ISLAMABAD: “Poorest of the poor and marginalised are the most frequent victims of police torture,” declared Kamran Arif, Co-Chairperson Human Rights Commission of Pakistan, who has been working on creating awareness about non-implementation of the Convention against Torture ratified by Pakistan in 2010.
On Sunday, an 18-year-old milkman, Malik Waqqar Ahmad, died after allegedly being beaten by the police in a private torture cell in Pirwadhai before being dumped at Chandni Chawk, Rawalpindi. According to newspapers, the boy was unable to recover from the brutal torture and died at Holy Family Hospital nine days after being admitted.
According to news sources, he was able to divulge the police brutality much before losing his life. He said: “I was tied with an iron chain in a room and later hanged from the ceiling. I was beaten with iron rods and subjected to severe torture…” Reportedly, his nails were also pulled out and red chili thrown in his eyes.
But Ahmad is no aberration. “This is standard, this is the story that every police torture victim will tell you,” said Rabia Chaudhry, lead researcher at Centre for Public Policy and Governance at Former Christian College, who is researching torture by the police in Pakistan, and was able to deconstruct each decision made by the police in Ahmad’s case.
“In this case, since news reports say, the boy’s employer was the one who got the police involved, it will be less about negotiations or police trying to make money from the kidnapping,” explained Chaudhry. And as such no reports of police demanding money from Ahmad or his family have come to light.

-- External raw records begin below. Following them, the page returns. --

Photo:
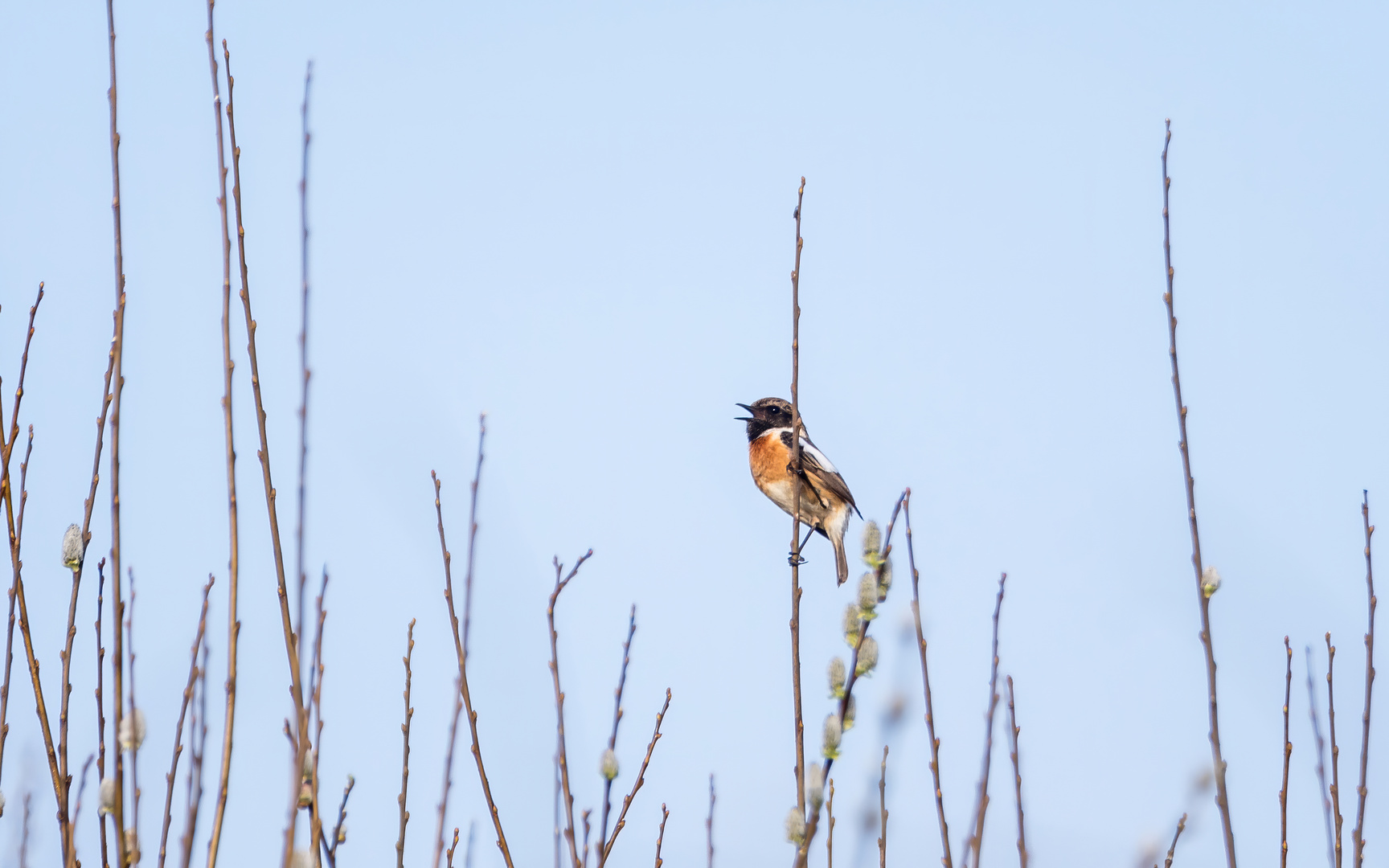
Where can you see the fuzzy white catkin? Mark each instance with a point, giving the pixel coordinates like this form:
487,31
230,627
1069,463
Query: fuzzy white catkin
133,731
867,656
72,547
608,764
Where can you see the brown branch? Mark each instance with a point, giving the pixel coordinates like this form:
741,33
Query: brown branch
460,646
1171,852
641,778
1017,776
981,805
559,704
1288,755
1335,750
404,755
795,520
925,681
660,837
1203,600
182,711
232,526
617,719
883,810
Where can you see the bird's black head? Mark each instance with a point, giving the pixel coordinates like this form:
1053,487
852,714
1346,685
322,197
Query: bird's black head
765,414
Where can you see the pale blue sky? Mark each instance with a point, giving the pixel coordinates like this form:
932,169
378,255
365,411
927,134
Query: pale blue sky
578,219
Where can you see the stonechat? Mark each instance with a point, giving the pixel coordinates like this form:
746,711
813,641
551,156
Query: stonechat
826,502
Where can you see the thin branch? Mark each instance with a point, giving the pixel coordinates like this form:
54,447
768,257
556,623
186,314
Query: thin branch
404,755
182,711
641,778
1370,682
559,704
1171,852
925,681
1335,750
232,526
1217,760
1017,776
660,837
1288,755
457,639
617,719
883,810
981,805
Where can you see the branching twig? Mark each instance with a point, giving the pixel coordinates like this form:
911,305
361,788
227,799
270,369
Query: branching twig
559,704
1219,763
641,778
925,681
178,730
1017,776
1370,682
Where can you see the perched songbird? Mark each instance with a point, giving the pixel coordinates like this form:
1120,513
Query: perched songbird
826,502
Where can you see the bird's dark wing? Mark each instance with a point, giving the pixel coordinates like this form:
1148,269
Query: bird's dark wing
820,473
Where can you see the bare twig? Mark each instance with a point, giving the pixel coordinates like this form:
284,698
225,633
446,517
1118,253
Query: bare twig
795,518
660,837
232,528
1171,852
925,681
559,703
641,778
459,641
182,711
1335,750
1017,776
981,805
883,810
1288,755
1217,760
404,755
617,719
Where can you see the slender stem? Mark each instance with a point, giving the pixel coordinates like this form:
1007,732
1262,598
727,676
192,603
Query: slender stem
883,810
795,518
617,719
1288,755
925,681
660,837
457,639
1217,760
1335,750
1017,776
404,755
178,730
641,778
559,706
234,625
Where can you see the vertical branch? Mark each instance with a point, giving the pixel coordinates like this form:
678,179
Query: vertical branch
232,532
795,518
182,711
617,719
1203,600
883,810
1335,750
981,805
1017,776
404,755
291,639
559,706
925,681
1370,682
1288,755
460,648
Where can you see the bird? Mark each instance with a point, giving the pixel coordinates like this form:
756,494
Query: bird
826,502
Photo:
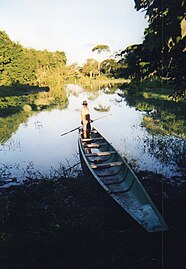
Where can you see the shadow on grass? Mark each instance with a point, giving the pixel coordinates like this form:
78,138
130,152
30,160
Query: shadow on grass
73,223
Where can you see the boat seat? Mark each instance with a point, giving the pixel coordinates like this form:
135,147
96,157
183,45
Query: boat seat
97,154
105,165
95,145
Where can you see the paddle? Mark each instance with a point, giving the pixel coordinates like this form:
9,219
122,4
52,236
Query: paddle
81,125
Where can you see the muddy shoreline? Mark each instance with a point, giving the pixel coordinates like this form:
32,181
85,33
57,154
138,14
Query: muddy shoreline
73,223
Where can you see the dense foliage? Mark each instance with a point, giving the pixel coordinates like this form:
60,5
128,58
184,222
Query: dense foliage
163,51
20,66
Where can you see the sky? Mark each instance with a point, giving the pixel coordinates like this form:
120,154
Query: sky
73,26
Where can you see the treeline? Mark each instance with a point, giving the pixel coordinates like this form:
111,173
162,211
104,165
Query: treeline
22,66
162,54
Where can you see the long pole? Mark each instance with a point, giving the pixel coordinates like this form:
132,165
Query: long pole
81,125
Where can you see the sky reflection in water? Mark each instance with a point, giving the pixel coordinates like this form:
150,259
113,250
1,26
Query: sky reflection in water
38,146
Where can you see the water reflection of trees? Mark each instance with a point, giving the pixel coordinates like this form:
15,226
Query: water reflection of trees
163,116
18,104
166,150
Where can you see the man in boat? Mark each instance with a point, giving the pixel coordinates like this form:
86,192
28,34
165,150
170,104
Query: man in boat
86,120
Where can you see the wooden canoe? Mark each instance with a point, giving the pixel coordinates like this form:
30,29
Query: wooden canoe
120,182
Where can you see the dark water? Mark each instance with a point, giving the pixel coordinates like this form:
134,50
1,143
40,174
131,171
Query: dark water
36,148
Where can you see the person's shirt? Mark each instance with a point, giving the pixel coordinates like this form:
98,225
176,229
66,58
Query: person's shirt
85,114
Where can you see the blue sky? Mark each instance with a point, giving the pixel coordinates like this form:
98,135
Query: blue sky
72,26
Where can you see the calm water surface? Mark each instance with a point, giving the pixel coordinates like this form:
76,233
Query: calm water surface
38,147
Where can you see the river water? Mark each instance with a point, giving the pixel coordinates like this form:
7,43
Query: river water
38,149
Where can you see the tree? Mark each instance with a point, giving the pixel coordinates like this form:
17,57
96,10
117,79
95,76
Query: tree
90,68
165,36
99,49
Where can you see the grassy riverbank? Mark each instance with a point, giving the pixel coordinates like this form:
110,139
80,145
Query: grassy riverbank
73,223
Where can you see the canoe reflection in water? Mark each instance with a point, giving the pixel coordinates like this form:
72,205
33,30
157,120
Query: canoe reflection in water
118,179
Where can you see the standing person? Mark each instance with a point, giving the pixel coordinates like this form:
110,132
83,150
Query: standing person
86,120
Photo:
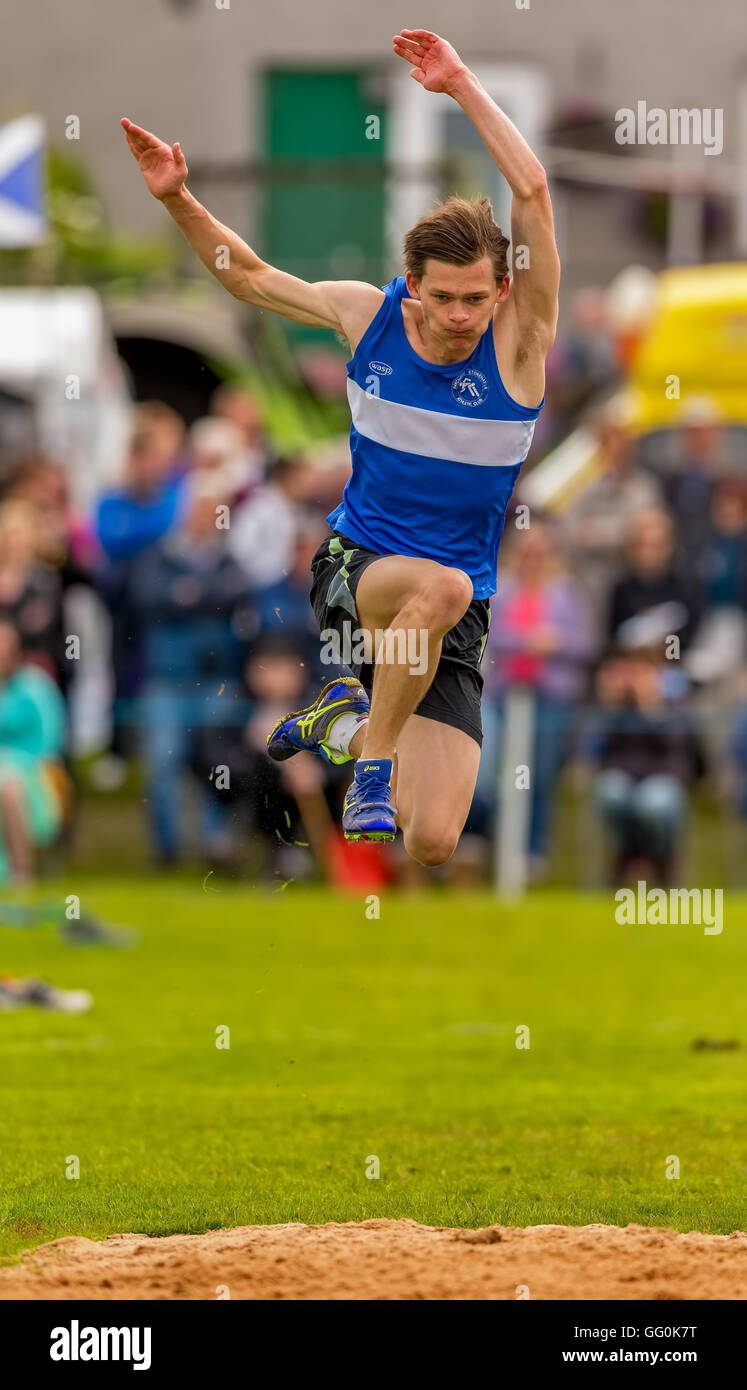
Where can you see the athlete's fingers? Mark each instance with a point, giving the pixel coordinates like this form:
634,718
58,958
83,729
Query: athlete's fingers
409,50
422,35
143,139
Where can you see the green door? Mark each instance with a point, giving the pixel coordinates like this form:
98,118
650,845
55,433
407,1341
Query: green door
323,205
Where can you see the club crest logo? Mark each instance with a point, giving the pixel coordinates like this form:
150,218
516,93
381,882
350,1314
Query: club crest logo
469,388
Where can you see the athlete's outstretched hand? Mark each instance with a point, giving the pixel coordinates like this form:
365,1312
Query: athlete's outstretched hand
437,66
162,166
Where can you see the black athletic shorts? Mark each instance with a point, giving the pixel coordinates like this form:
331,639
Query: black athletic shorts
455,691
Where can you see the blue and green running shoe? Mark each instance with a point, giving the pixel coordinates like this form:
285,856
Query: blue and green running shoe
367,812
306,729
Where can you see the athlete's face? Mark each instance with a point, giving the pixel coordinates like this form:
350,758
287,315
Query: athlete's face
458,300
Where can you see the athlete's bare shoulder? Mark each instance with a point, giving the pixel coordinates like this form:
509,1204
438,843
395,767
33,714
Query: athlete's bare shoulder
520,353
355,305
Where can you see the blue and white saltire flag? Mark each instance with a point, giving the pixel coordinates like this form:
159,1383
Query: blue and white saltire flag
22,218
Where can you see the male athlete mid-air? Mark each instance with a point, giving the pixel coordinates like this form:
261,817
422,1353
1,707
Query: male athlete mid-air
444,382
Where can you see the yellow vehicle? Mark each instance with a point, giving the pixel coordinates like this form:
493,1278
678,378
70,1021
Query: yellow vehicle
694,344
687,364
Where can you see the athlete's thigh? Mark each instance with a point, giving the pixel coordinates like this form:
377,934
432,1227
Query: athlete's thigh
436,774
388,583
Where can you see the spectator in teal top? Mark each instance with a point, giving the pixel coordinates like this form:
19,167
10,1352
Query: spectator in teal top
32,776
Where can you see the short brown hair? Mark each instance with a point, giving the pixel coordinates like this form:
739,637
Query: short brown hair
459,231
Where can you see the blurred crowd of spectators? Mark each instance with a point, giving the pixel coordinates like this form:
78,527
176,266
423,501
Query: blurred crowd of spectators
623,615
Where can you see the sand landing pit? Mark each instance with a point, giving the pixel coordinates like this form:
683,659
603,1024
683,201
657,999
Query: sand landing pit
392,1260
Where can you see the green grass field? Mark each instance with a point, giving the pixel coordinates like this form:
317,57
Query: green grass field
355,1037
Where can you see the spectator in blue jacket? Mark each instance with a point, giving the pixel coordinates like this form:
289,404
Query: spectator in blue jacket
189,602
130,519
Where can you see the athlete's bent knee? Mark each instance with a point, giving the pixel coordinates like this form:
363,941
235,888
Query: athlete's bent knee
430,849
451,595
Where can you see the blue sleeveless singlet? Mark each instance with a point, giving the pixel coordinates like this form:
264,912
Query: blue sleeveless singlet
436,449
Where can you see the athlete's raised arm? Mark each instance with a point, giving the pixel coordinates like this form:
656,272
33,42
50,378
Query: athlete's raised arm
345,306
437,67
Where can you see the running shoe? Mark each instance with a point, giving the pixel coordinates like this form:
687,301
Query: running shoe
306,729
367,812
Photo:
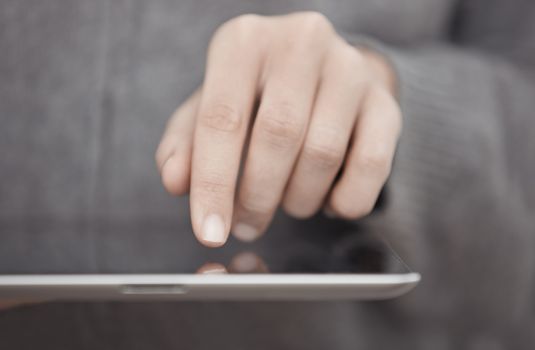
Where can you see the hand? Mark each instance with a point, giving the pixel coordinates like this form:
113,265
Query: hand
323,105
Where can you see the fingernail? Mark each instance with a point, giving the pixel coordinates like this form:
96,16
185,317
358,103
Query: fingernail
213,229
245,232
329,213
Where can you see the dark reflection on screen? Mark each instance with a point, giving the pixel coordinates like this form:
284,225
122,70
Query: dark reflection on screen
319,245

“If the police are planning on keeping the person for longer than 24 hours, then they will take him off the premises to an outhouse so they can stay away from the eyes of higher officers,” she went on.
Ahmad was tortured in a private police torture cell away from the police station.
Next, “the police will follow standard operating procedure; they will either hang him or beat him on the soles of the feet, maybe blindfold him and deprive him of food or water, and try to keep him out of the hospital.” In Ahmad’s case, his condition got critical and the police was forced to dump him.
If a hospital does get involved, and the incident of torture goes public, then this becomes problematic.
“In such a case, the bifurcation of higher and lower police comes into action. The senior police officials, who had until now turned a blind eye to the rampant practice of torture now crack down on the culprits and may even punish them,” explained Chaudhry.
In this case too, the two constables have already been suspended and City Police Officer Azhar Hameed Khokar has also suspended SHO Malik Tahir for not arresting the accused earlier.
But, according to Chaudhry, this does not indicate a step in the right direction. “It’s not that the police are not doing anything about torture, it’s that the number of disciplinary measures that are faced by perpetrators of torture do not correspond at all with the reality on ground,” she asserted.
A manual on reporting of torture by Individualland and Open Society Foundation relates: “According to statistics, 555 suspects were taken into police custody in 2001, 990 in 2002, 838 in 2003, 1,269 in 2004, 1,350 in 2005 and 1,660 in 2006 were locked up or shifted to private torture cells.” Similar numbers are reported for 2007 (1,725), 2008 (1,100), 2009 (1,560) and 2010 (1,640).
And even though Pakistan has ratified the United Nations ‘Convention Against Torture and Other Cruel, Inhuman or Degrading Treatment or Punishment’ in 2010, nothing has changed on the ground even two years later.
“There is a clear method to the entire process of torture in our criminal system, and this is being done since colonial times as far back as the 1800s,” informed Chaudhry.
So any eradication of the practice requires a complete overhaul of the system on a legal, structural and logistical level. “It is important to realise that the problem of torture begins and ends with the police – and the culture of impunity that sustains it is at the centre of the problem,” said Maryam Arif JD, who is a partner at law offices of Maryam and Arif, is researching torture with the support of Open Society Foundation.
“Today, investigative methods have gotten reduced to torture, which can only work in the case of recovery of stolen goods – but in all other cases, torture can only lead to a forced confession which is inadmissible in the court of law,” said Kamran Arif.
“This means that even if criminals are caught, they are not convicted – this explains why our conviction rates stay at a despicable five per cent and why 65 per cent of the prisoners in jails are under trial,” he added.
And yet, torture remains at the centre of the criminal justice system. Today, ‘investigation’, ‘remand’ and ‘evidence’ are all terms that have become synonymous with torture. And as long as this practice remains at the centre, the system will remain ineffective.